Anyone who knows me knows that I'm a little obsessive about productivity apps. I've used 10 different to-do list managers. I'm always excited to check out new updates to my tech. I follow Lifehacker, TechCrunch, and Fast Company, and I'm the first to check Twitter during events such as the Apple Watch unveiling. In short, I can't go a day without getting some news about a new way I can hack my life to make it more productive.

I'm sure I could spend a lot of time talking about how I use my to-do lists and what growth hacking tools I use the most, but today I want to do a quick review of a new iOS app: Google Calendar!

In college, I used my calendar all the time. If you accidentally missed as many meetings with professors or advisers as I did freshman year, you'd understand my extreme need for an all-encompassing calendar app.

First, I want to say that I never even considered using the Apple calendar app. I use a Windows computer, so I knew I wouldn't be getting the full benefits of being able to sync with my laptop. I also knew the functionality would be bad, and I really wanted something that would easily sync with my Google calendar, as at the time I managed my a cappella group's calendar, detailing when rehearsals were, when shows were, and when we would be starting new songs and auditioning new solos.

After doing a lot of research and trying out a few calendar apps in my iPod Touch (I didn't have an iPhone because there was WiFi on campus), I decided to pay up for the well-reviewed and beautiful Readdle app. It was $6.99. What I liked the most was being able to color-code events (something a lot of apps weren't offering, for some reason) and view my week at a glance. I synced Readdle with my Google Calendar and that was that.

I've been using Readdle since 2011 and it's worked fine for what I needed. Last year, right around when I graduated college, it updated to "Calendars 5." However, now that I'm in the working world, I've noticed a few limitations. I have to upgrade to create recurring events. I have to upgrade to use my Task Manager. I even have to upgrade to invite someone to an event.

If I remember properly, I paid a good amount for this app in the first place! I was a loyal customer for years before the update. Why should I pay another $1.99 per feature?

So, when Lifehacker posted about Google Calendar finally releasing an iOS app, I was thrilled. I downloaded it right away. Here's how it compares to the Readdle Calendars 5 app -- the version that I downloaded, without the $1.99 upgrades. Keep in mind, these are the most important features to me as a marketer.

Google Calendar Readdle's Calendars 5
Viewing by Week  No Yes
Search Yes  No
Shared Calendars Yes Yes
Recurring Events Yes  No
Location Yes  Yes
Invitations Yes  No
Privacy Settings Yes  No
Integration Yes  Yes
Added Features Pictures Advanced Alert Options
Color-Coded Yes Yes
Price Yes  No

Most of this is pretty self-explanatory, but I do want to highlight a few things.

Viewing

I like to view my whole week's calendar at once, not per day or per month.
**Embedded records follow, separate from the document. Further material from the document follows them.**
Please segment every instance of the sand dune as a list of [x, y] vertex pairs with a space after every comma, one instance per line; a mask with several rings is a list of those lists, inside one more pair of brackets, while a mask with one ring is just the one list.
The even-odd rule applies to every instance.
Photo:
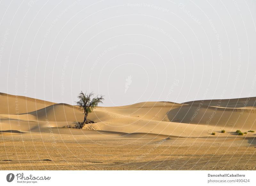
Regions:
[[[97, 149], [97, 152], [92, 154], [108, 154], [107, 156], [112, 154], [112, 152], [119, 151], [121, 150], [128, 155], [139, 149], [144, 149], [144, 151], [139, 151], [137, 156], [133, 158], [125, 156], [125, 159], [126, 159], [129, 165], [124, 167], [124, 169], [133, 169], [133, 166], [140, 166], [139, 165], [141, 162], [150, 161], [152, 163], [148, 165], [155, 166], [158, 161], [163, 161], [166, 158], [169, 159], [172, 157], [171, 154], [173, 152], [171, 151], [165, 155], [168, 156], [167, 158], [162, 155], [149, 156], [148, 154], [154, 153], [152, 152], [152, 149], [156, 151], [155, 150], [156, 146], [161, 149], [169, 149], [170, 147], [187, 147], [184, 151], [180, 152], [180, 154], [183, 153], [186, 155], [185, 157], [188, 157], [186, 153], [190, 151], [190, 148], [192, 146], [198, 149], [214, 147], [217, 148], [216, 152], [219, 150], [223, 152], [223, 149], [230, 148], [233, 151], [232, 154], [236, 154], [239, 152], [237, 151], [238, 148], [243, 147], [252, 149], [256, 144], [254, 133], [249, 132], [239, 136], [235, 132], [238, 129], [243, 132], [250, 130], [256, 130], [255, 101], [255, 97], [251, 97], [220, 101], [199, 100], [182, 104], [146, 102], [119, 107], [98, 107], [89, 115], [89, 119], [97, 122], [86, 124], [83, 129], [80, 129], [64, 127], [83, 120], [82, 111], [77, 106], [1, 93], [0, 101], [3, 103], [0, 106], [0, 139], [2, 138], [5, 144], [7, 144], [8, 141], [12, 142], [19, 148], [24, 145], [29, 148], [31, 146], [36, 149], [35, 142], [43, 142], [44, 145], [43, 148], [46, 149], [56, 143], [62, 147], [58, 150], [60, 152], [65, 151], [65, 147], [69, 146], [68, 145], [62, 146], [61, 144], [63, 143], [77, 147], [85, 143], [84, 144], [90, 144], [86, 147], [90, 149], [90, 151], [94, 152], [95, 149]], [[226, 133], [220, 132], [223, 129], [226, 130]], [[215, 136], [211, 135], [212, 132], [215, 132]], [[16, 142], [13, 143], [13, 142]], [[20, 143], [20, 142], [23, 142], [22, 143]], [[150, 146], [151, 149], [146, 150]], [[218, 149], [218, 146], [220, 146], [220, 148]], [[3, 147], [0, 146], [1, 148]], [[107, 150], [102, 147], [110, 147], [110, 149]], [[226, 149], [222, 148], [224, 148]], [[204, 149], [206, 150], [206, 149]], [[6, 152], [6, 155], [8, 153], [7, 151], [11, 150], [4, 148], [3, 150], [2, 151]], [[75, 149], [74, 150], [76, 151]], [[84, 151], [82, 151], [82, 149], [79, 151], [82, 151], [80, 154], [84, 153]], [[69, 151], [70, 152], [70, 151]], [[197, 151], [193, 151], [198, 156], [201, 154], [201, 152]], [[251, 153], [253, 151], [252, 150], [246, 150], [244, 153], [248, 153], [249, 157], [252, 155]], [[22, 155], [28, 152], [20, 153], [20, 158], [27, 159], [26, 156], [22, 156]], [[48, 154], [43, 152], [40, 153], [44, 155], [36, 161], [51, 159]], [[69, 158], [67, 158], [72, 159], [72, 153], [68, 156]], [[39, 156], [37, 154], [34, 155]], [[87, 157], [90, 156], [88, 156]], [[85, 161], [92, 163], [108, 162], [108, 159], [105, 158], [105, 155], [102, 156], [98, 156], [98, 159], [88, 158], [88, 159]], [[205, 156], [205, 154], [204, 156]], [[138, 156], [141, 158], [138, 159]], [[31, 155], [32, 157], [34, 157]], [[4, 159], [8, 159], [9, 158], [6, 157]], [[118, 161], [121, 161], [120, 158], [116, 157]], [[134, 164], [132, 163], [132, 161], [134, 161], [132, 158], [136, 160]], [[217, 160], [218, 159], [214, 161]], [[4, 161], [4, 159], [2, 160]], [[19, 160], [20, 162], [20, 159]], [[114, 159], [111, 161], [117, 163]], [[17, 167], [13, 163], [14, 167]], [[37, 163], [35, 163], [37, 165]], [[177, 164], [177, 166], [180, 166], [180, 164]], [[216, 164], [218, 164], [217, 162]], [[191, 165], [188, 165], [188, 166]], [[236, 165], [234, 164], [234, 167], [237, 167]], [[1, 167], [2, 166], [0, 163], [0, 167], [5, 168], [2, 168], [5, 167]], [[70, 164], [70, 166], [68, 167], [72, 169], [72, 166]], [[197, 167], [195, 165], [193, 166]], [[112, 164], [108, 164], [107, 167], [109, 166], [112, 167]], [[169, 168], [164, 168], [175, 169], [174, 167], [176, 167], [172, 168], [172, 166], [169, 165]], [[104, 167], [101, 169], [106, 169], [106, 167]], [[252, 168], [250, 166], [246, 167], [249, 169]], [[43, 169], [43, 167], [38, 168]], [[198, 170], [199, 168], [196, 169]]]
[[0, 93], [0, 113], [22, 114], [54, 104], [40, 99]]

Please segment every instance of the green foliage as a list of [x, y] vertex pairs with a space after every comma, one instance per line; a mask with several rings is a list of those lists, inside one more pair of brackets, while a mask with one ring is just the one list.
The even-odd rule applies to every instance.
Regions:
[[94, 96], [94, 94], [93, 92], [90, 93], [85, 92], [84, 94], [83, 91], [81, 91], [77, 96], [78, 101], [76, 103], [84, 111], [84, 119], [83, 123], [87, 121], [88, 114], [91, 112], [99, 103], [103, 103], [104, 100], [103, 96], [98, 95], [96, 97], [93, 97]]
[[254, 130], [250, 130], [248, 131], [248, 132], [254, 132]]
[[244, 133], [240, 131], [239, 132], [237, 133], [237, 135], [241, 135], [241, 136], [243, 136], [244, 135]]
Unfortunately, Google Calendar doesn't offer that option, although it does come close: There is a 3-day view, a schedule view (which is my favorite so far), and a day view. I would be surprised if they didn't offer a week view or even a month view in the next update. Readdle, on the other hand, can show a list view, day view, week view, and month view easily.

Location

You can add a location to an event in both apps, but the Google app will sync with Google maps to show you where it is, how to get there, and what it will look like. A big added bonus.

Added Features

What I like so much about the Google Calendar app is that it's beautiful and smart. When I write an event with the word "concert," the event shows a picture of a microphone. Similarly, if I write "gym,"  the event shows weights and earbuds. Check it out!

Google Calendar App Review IMG_1923

I wracked my brain for something that Readdle's Calendar 5 app does that's just as cool, but only landed on their advanced alert reminders; you can set alerts for the event time, 1 hour, 2 days, or customize it. Google has the same option, but Readdle offers you the ability to send those alerts via SMS.

And the Winner Is...

Overall, price trumps everything else in my opinion. Calendars 5 is still $6.99, while the new  Google Calendar app is free, and offers many of the same features as well as several new ones. Download it now here and let me know what you think!

Editor's Note: Readdle's Calendars 5 app does offer the ability to create recurring events and invite people in the app that costs $6.99. The added in-app purchases are not showing for me because I updated from a previous version.